Daha açık yazayım, yani KTO istedi diye, KTO Yönetimi istedi diye, KTO’nun vakfı istedi diye Sayın Yazlık ve Sayın İnan istifa etmemişler.
Niye istifa ettiler öyleyse?
Duyduğumuza göre, kendilerine adaylıklarla ilgili tebliğler yapılmış ondan istifa etmişler…
Peki, ben bunu nereden biliyorum?
Haberin kaynağı bir gazeteci için namustur, şereftir ve Rabbimiz bizi namussuz ve şerefsiz kılmasın…
Yani, söyleyemem…
Peki, Yazlık’la İnan aday gösterilmezse ne olacak?
Hiç bir şey olmayacak, hayat devam edecek…
Sadece bir gazeteci olarak kaynaklarımızın yanlış bilgi de ifade edebileceklerini göreceğiz…
Ve başka adaylarla yola devam edilecek…
Ben AK Partinin karar mercii değilim ki, ben gazeteciyim, ben karar veremem, duyumlarım bunlar, diye yazıyorum…
Neticede abartılacak bir şey yok, Sayın Yazlık ve Sayın İnan aday gösterilip gösterilmeyeceğine biz gazeteciler değil AK Parti yönetimi karar veriyor…

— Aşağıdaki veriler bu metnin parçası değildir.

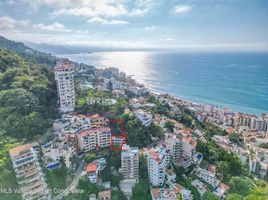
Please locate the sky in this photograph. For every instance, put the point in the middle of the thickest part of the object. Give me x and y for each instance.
(175, 24)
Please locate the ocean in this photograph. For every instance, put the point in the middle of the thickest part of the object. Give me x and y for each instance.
(238, 81)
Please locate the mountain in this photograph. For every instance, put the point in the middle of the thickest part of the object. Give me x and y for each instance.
(28, 53)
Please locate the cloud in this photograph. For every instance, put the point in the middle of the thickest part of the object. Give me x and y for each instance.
(169, 39)
(149, 28)
(7, 23)
(104, 8)
(94, 8)
(181, 9)
(57, 27)
(108, 22)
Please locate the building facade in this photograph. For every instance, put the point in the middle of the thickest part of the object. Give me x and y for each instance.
(130, 162)
(156, 167)
(64, 76)
(28, 173)
(94, 138)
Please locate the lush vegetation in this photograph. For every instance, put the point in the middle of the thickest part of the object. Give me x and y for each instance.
(142, 189)
(27, 96)
(58, 179)
(27, 102)
(139, 135)
(234, 137)
(7, 176)
(264, 145)
(96, 101)
(26, 52)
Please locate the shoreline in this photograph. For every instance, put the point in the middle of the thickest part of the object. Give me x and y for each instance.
(257, 114)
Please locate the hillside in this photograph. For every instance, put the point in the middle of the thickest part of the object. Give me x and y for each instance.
(27, 96)
(26, 52)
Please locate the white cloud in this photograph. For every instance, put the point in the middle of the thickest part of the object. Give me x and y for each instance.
(149, 28)
(7, 22)
(169, 39)
(94, 8)
(108, 22)
(57, 27)
(181, 9)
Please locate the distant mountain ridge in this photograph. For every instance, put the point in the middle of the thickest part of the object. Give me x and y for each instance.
(26, 52)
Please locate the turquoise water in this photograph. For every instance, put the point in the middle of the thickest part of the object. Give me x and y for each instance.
(238, 81)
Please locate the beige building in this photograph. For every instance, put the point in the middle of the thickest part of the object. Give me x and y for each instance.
(130, 162)
(28, 173)
(64, 76)
(94, 138)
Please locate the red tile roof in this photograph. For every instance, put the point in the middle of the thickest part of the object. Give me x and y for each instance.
(91, 168)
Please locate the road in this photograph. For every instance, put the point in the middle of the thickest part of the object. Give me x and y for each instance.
(73, 185)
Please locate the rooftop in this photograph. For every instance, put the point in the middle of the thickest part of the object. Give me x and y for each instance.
(18, 149)
(91, 168)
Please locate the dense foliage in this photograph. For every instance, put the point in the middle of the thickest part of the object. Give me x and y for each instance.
(142, 189)
(26, 52)
(27, 96)
(139, 135)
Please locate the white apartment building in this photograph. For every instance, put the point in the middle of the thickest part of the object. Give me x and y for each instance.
(92, 172)
(65, 147)
(182, 146)
(156, 167)
(207, 176)
(144, 117)
(94, 138)
(130, 162)
(64, 76)
(28, 173)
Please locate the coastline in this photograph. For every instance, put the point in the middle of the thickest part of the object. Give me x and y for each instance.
(231, 89)
(175, 96)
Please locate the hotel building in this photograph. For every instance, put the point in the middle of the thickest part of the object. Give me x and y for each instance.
(94, 138)
(156, 166)
(28, 173)
(64, 76)
(130, 162)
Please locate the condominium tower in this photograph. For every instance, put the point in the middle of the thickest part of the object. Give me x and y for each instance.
(64, 76)
(130, 162)
(28, 173)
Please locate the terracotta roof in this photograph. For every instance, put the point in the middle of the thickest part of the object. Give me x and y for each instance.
(86, 132)
(105, 194)
(19, 149)
(91, 168)
(224, 187)
(155, 192)
(178, 188)
(212, 168)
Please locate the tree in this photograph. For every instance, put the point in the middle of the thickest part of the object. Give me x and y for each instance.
(169, 125)
(234, 137)
(241, 185)
(141, 190)
(233, 196)
(210, 196)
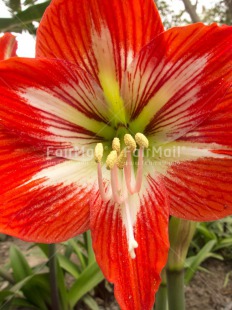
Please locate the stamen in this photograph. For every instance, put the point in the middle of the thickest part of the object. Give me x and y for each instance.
(141, 140)
(111, 160)
(98, 152)
(130, 142)
(132, 243)
(121, 161)
(105, 196)
(116, 145)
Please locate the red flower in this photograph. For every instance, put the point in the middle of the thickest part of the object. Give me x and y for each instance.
(107, 69)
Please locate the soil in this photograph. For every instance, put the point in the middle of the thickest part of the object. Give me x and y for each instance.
(208, 290)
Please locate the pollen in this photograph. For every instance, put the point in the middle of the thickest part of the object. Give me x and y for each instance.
(98, 152)
(116, 145)
(121, 160)
(111, 160)
(141, 140)
(130, 142)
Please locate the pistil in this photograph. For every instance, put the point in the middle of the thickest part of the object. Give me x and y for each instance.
(120, 162)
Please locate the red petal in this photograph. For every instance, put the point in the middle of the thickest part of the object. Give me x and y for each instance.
(200, 190)
(177, 80)
(217, 128)
(136, 280)
(52, 103)
(8, 46)
(41, 199)
(98, 34)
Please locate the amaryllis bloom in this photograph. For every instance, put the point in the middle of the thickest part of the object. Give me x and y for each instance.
(113, 127)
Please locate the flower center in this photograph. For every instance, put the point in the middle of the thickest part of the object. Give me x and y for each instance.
(124, 183)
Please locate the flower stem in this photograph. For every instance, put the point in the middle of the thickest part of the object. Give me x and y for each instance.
(53, 277)
(176, 296)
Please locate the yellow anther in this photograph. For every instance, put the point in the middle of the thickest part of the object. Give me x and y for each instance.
(121, 161)
(111, 160)
(141, 140)
(98, 152)
(116, 145)
(130, 142)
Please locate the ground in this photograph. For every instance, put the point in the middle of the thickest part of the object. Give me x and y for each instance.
(206, 291)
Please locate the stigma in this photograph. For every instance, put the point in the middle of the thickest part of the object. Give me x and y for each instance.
(124, 182)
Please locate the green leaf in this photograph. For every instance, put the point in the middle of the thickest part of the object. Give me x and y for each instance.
(68, 265)
(203, 254)
(20, 266)
(21, 20)
(88, 279)
(37, 291)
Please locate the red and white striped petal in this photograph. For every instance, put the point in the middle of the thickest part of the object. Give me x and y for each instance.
(217, 128)
(177, 79)
(102, 36)
(43, 200)
(52, 103)
(135, 279)
(8, 46)
(198, 179)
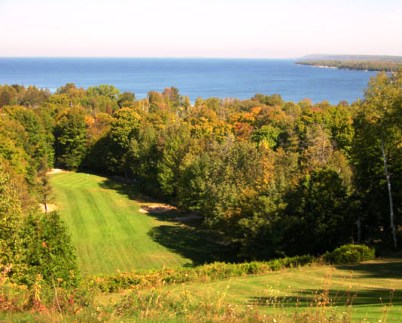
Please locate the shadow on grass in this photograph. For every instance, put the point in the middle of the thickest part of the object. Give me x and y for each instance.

Ricam, bizleri karar verici gibi değil de, duyumlarını, tahminlerini yazan, çizen gazeteci mesleğine tabi sıradan insanlar gibi görmeniz…
Zaten, kesin karar diye yazdığımızda, kesin karar olur, kesin karar değilse, AK Parti açıklamamışsa bu kadar önemsemeye ne gerek var…
Falancada böyle diyor, denir geçilir…
Çok açık yazayım ben kendimi çok fazla önemseyen bir insan değilim, sadece yalan yazmamaya, kimseye iftira atmamaya, art niyetli olmamaya çalışan bir insanım.
Sadece Bestami İnan ile Mustafa Yazlık’ın KTO’dan Vakıf hukukuna riayet etmek için istifa ettiklerini ve bizim açıklamalarımızın yanlış olduğunu iki satırla açıklamalarının bu aşamada iyi olacağını düşünüyorum.
Ha bu arada çokça Veli Tolu Bey soruluyor bana, “Bestami İnan aday gösterilecekse niye Veli Tolu, aday adayı oldu”, deniyor…
Vallahi bilmiyorum, dediğim gibi ben Karatay’da Bestami İnan Bey aday gösterilecekmiş, onun için KTO’dan istifa etmiş, diye duydum…
Ama Veli Tolu Bey’de gösterilebilir, belki de dünkü yazımda yanılmış da olabilirim…
Fakat kesin olan şu, siyasette bir gün çok uzundur ve kararı biz vermiyoruz, AK Parti veriyor, ilgililerine duyurulur…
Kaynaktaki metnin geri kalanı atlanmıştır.